Além do mero ensinamento...

Sathyanaggar

"Nas palestras do Mestre, muito além do Ensinamento, impressionava-me o modo como ele tirava os sapatos ao adentrar o Templo. Pois o fazia com uma fineza e uma delicadeza de gestos e de movimento raras de fato de serem encontradas nos tempos atuais.

Um dia, perguntei-lhe onde adquirira aquele salutar hábito.

- Já devo ter passado pelo Japão em uma das minhas muitas encarnações anteriores. Lá, é comum deixar os sapatos do lado de fora das casas, respondeu.

- Talvez eu tenha "caído aos pés do vencedor para ser o serviçal de um samurai", como diz a canção... Talvez eu tenha sido o próprio samurai. Ou um noviço num mosteiro Zen. Ou, muito mais provavelmente, uma simples camponesa. Uma mulher que morreu de parto. Lembro ainda de alguns detalhes, como os cultivos nos verdes campos de arroz junto às montanhas. A vida dura, o trabalho simples, num Japão feudal. O rigoroso inverno, a vida em comunidade em uma pequena aldeia agrícola. Nos reuníamos em torno do fogo para compartilhar as nossas histórias então, num mundo pré-eletricidade e a anos luz de internet e bate-papos on line.

- Lembro ainda os momentos de privação e de doença, muitas vezes fome. Mas momentos também de grande beleza e encantamento. Como o escutar do canto dos riachos descendo as encostas num dia ensolarado de primavera, após a chuva. O suave sabor do arroz novo acompanhado de peixe seco temperado com algas marinhas e bardana. O colchão de palha que abrigava o meu corpo cansado e o meu sono povoado de sonhos e de temores noturnos...

Tudo isso disse-me o Mestre, enquanto, lentamente, calçava os sapatos ao findar a palestra. Aquilo ecoou fundo em minha alma.

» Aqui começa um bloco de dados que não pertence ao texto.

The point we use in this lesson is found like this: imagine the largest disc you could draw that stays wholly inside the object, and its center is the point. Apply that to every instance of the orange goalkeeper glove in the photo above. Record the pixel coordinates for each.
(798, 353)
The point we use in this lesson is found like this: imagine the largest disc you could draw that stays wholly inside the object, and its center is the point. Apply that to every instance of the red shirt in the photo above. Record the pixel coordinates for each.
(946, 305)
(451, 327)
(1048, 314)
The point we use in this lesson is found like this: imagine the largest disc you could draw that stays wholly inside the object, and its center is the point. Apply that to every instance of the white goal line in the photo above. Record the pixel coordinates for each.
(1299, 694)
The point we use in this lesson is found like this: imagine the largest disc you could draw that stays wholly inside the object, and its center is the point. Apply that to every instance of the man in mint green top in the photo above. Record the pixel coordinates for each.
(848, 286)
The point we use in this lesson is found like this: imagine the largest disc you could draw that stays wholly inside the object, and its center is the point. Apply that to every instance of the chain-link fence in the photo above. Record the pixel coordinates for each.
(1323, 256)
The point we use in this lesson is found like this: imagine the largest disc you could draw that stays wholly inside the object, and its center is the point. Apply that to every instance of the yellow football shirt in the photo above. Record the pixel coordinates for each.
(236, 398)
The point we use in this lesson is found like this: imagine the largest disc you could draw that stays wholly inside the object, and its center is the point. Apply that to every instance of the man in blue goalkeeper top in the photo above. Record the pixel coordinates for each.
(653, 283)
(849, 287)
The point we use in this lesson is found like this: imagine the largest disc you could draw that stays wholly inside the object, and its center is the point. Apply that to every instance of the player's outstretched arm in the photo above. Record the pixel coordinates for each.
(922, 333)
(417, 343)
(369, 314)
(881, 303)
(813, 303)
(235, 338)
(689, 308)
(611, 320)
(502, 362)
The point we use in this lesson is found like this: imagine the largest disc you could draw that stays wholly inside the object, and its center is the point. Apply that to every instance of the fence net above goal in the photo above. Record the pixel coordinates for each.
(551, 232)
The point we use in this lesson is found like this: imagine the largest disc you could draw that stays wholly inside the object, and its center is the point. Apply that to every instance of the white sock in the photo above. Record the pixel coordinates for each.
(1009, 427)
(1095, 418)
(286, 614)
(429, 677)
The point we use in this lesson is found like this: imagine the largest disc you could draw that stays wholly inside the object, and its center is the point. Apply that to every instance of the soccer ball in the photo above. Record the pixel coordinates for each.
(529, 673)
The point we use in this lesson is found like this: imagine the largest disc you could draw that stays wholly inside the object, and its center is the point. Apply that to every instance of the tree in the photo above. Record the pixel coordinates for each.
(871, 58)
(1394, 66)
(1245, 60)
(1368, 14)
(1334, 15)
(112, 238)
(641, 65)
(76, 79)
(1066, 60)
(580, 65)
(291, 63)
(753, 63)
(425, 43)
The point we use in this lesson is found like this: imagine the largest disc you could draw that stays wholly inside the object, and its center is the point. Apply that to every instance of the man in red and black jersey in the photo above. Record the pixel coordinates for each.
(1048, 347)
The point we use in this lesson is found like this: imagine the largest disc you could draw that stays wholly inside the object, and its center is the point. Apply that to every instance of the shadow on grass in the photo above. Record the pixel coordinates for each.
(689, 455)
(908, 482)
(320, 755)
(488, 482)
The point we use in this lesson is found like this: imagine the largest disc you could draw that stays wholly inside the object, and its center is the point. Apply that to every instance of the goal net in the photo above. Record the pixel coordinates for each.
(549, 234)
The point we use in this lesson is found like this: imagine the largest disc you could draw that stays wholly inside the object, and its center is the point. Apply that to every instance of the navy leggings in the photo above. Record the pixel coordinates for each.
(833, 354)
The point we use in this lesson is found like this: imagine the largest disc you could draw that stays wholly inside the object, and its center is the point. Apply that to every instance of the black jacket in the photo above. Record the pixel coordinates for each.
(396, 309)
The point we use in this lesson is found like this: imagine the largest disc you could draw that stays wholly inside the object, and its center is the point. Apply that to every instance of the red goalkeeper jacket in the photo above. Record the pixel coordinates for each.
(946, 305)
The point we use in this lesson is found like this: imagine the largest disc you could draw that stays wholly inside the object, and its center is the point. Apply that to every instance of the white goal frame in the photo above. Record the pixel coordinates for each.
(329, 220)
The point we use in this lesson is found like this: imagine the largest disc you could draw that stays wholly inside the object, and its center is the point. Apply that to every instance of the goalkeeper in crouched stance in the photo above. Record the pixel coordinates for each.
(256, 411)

- Talvez tudo isso seja não mais que o prenúncio de nossas vidas futuras, pois tudo aquilo que fazemos com gratidão e inteireza ecoa por toda a Eternidade, prosseguiu o Grande Instrutor.

- Todas aquelas dificuldades e privações do passado, por certo, aprimoraram o nosso Espírito e nos fizeram o que somos hoje. Do mesmo modo que as nossas ações e lições atuais preparam o nosso caminho para as realizações do futuro, como os duros testes que aguardam os iniciados que se preparam para a admissão na Loja Azul, em Sírius...

- Afinal, uma vida fácil e confortável não favorece a evolução de ninguém, mas apenas abre a porta para males sutis disfarçados num bem-estar material e egoísta que, mais cedo ou mais tarde, cobrará o seu preço. Difícil é, na verdade, a caminhada daquele que se propôs a trilhar a Senda. Mas a alegria do serviço e o contentamento do Espírito são recompensas infinitamente superiores para todos aqueles que são sinceros e perseveram em seu esforço....

Dizendo isto, o Mestre saiu, após dar três pancadas com o seu cajado de bambu no piso seco de madeira do templo, perfumada com incenso de sândalo e pétalas de rosa espalhadas pelos discípulos.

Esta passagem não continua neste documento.